Caroline Gueye, née au Sénégal et formée en France, aux États-Unis et en Chine, se distingue par un parcours transdisciplinaire rare : elle conjugue sciences fondamentales et création artistique, avec une pratique nourrie par l’expérimentation, des références scientifiques et une ambition plastique affirmée. Son travail interroge les relations entre astrophysique, sculpture murale, installation, lumière, matériaux et spatialité, créant des œuvres où chaque élément dialogue avec l’autre.
« WURUS* » : l'or en wolof
Dans « WURUS* », l’or cesse d’être une simple matière précieuse pour devenir un révélateur des systèmes de valeur, en articulant des dimensions cosmiques, historiques et politiques. Dans « WURUS* », l’or n’apparaît pas : il se construit dans le regard.

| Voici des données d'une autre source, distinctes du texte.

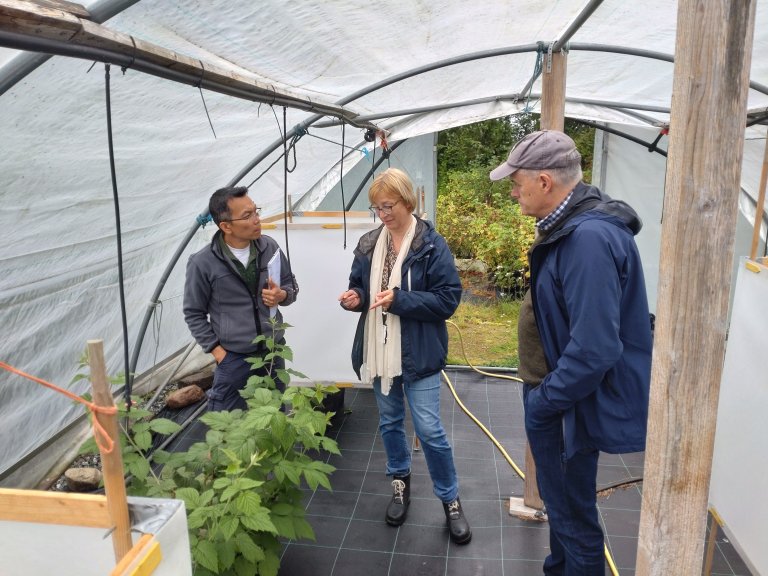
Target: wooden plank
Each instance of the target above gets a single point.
(88, 510)
(760, 207)
(709, 94)
(553, 92)
(29, 18)
(142, 560)
(111, 462)
(71, 7)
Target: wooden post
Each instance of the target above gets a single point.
(552, 118)
(759, 208)
(112, 463)
(709, 95)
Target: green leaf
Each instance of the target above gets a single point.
(232, 455)
(262, 397)
(269, 566)
(206, 555)
(286, 469)
(197, 518)
(140, 427)
(138, 466)
(143, 440)
(259, 522)
(314, 478)
(248, 548)
(218, 420)
(222, 483)
(228, 526)
(190, 496)
(249, 503)
(246, 483)
(164, 426)
(206, 497)
(227, 554)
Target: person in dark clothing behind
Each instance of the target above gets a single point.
(584, 337)
(228, 295)
(405, 284)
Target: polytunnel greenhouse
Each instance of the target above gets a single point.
(118, 120)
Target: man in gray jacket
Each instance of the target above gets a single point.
(229, 293)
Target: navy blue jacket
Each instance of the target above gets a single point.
(589, 299)
(430, 293)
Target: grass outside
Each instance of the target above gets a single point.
(488, 328)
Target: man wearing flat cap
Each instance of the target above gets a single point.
(584, 340)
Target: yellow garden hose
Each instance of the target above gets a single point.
(515, 467)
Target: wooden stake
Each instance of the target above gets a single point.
(759, 209)
(112, 463)
(709, 96)
(552, 118)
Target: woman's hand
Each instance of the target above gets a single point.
(349, 300)
(384, 299)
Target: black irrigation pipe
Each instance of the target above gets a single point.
(650, 146)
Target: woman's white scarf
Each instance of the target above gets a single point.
(381, 343)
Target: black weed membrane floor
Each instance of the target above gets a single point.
(352, 538)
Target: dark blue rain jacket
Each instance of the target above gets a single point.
(588, 294)
(429, 294)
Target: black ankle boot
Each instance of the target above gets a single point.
(457, 524)
(401, 498)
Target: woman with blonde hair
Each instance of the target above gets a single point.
(405, 284)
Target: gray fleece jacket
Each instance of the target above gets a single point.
(218, 306)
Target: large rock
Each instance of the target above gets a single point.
(83, 479)
(185, 396)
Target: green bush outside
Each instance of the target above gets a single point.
(479, 221)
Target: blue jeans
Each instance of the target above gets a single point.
(424, 401)
(231, 376)
(569, 491)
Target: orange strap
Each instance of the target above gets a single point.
(98, 429)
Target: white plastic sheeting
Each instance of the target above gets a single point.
(58, 255)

L’œuvre relie l’origine céleste du métal à l’histoire du Sénégal et de l’empire du Mali, évoquant la figure emblématique de Mansa Kanka Musa, tout en ouvrant une réflexion contemporaine sur l’extraction des ressources, les enjeux environnementaux et les droits humains. Réalisées notamment en polymer bronze et en laiton, les œuvres prolongent cette réflexion par un dialogue entre matérialité et perception de la valeur.
Pour Caroline Gueye, l’art naît de l’espace lui-même : voir devient une expérience physique, et le lieu d’exposition se transforme en partie intégrante de l’œuvre. Conçue en dialogue avec l’architecture du lieu, l’exposition reconfigure l’espace en un parcours perceptif où certaines œuvres apparaissent à travers des ouvertures, tandis que d’autres s’inscrivent dans des dispositifs muraux qui engagent le corps et déplacent les conditions de la perception. Par ces jeux d’optique et de perception, l’artiste déplace la question de la valeur : celle-ci ne réside plus dans l’objet, mais dans le regard qui le constitue.

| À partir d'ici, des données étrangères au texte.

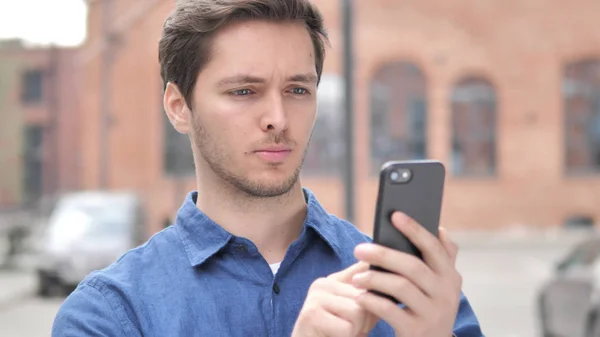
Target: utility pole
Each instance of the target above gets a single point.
(348, 61)
(105, 95)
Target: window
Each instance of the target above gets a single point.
(398, 114)
(473, 128)
(33, 162)
(581, 95)
(178, 157)
(32, 86)
(326, 151)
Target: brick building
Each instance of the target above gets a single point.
(38, 122)
(505, 93)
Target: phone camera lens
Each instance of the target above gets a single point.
(400, 176)
(406, 175)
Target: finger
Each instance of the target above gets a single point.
(450, 246)
(369, 324)
(396, 286)
(347, 274)
(346, 309)
(395, 316)
(433, 251)
(331, 325)
(331, 286)
(411, 267)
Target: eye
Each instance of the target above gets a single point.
(242, 92)
(299, 91)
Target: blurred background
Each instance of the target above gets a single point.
(506, 93)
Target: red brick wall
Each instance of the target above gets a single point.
(57, 113)
(518, 45)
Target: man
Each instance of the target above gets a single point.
(251, 252)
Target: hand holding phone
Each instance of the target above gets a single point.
(411, 261)
(414, 188)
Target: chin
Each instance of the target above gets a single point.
(269, 184)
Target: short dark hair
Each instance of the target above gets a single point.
(185, 46)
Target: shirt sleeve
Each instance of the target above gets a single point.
(466, 324)
(87, 313)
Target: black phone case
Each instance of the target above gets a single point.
(420, 198)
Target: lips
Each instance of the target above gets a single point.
(274, 154)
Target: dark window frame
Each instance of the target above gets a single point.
(478, 96)
(577, 84)
(399, 90)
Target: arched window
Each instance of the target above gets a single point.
(473, 127)
(398, 114)
(325, 153)
(581, 95)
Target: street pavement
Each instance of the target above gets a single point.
(501, 278)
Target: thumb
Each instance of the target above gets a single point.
(450, 246)
(346, 275)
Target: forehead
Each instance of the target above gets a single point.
(262, 48)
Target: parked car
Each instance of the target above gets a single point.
(569, 303)
(86, 231)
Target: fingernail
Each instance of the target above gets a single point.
(358, 277)
(364, 248)
(400, 219)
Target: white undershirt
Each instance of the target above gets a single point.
(275, 267)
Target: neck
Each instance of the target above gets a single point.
(272, 224)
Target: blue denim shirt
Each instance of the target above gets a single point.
(196, 279)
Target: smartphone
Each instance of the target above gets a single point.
(414, 187)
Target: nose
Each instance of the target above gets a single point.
(274, 117)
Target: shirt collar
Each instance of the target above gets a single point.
(202, 237)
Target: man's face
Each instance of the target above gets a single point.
(254, 106)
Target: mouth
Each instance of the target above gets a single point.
(273, 154)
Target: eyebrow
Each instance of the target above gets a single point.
(248, 79)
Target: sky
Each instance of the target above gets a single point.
(59, 22)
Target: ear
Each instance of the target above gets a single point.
(176, 108)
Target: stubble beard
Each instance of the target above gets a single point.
(217, 161)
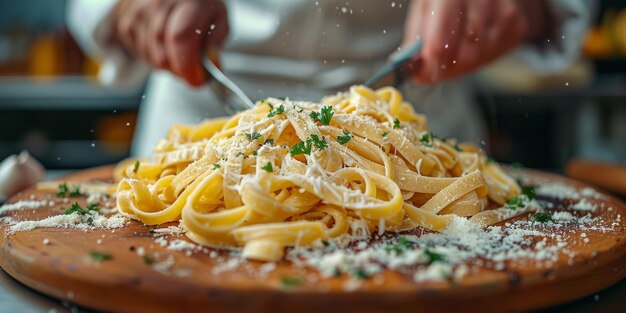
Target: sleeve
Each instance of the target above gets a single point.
(90, 22)
(570, 21)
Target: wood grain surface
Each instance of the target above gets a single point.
(63, 269)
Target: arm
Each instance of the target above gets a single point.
(461, 36)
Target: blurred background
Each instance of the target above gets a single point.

Sa formation en physique, notamment en astrophysique et en physique atomique, ne détermine pas sa pratique mais constitue un outil conceptuel, au service d’une recherche artistique autonome. Son parcours international, enrichi par l’étude du mandarin en Chine, nourrit une pratique attentive aux circulations culturelles et aux différentes manières d’appréhender le monde, affirmant une démarche artistique singulière à la jonction des sciences, des cultures et des formes contemporaines.
L’artiste sera présente à Venise dès le mois d’avril afin de déployer et finaliser son œuvre inédite conçue spécifiquement pour le lieu. Cette phase de travail in situ constitue un moment essentiel du projet, jusqu’à sa présentation officielle lors des journées de vernissage (6–8 mai).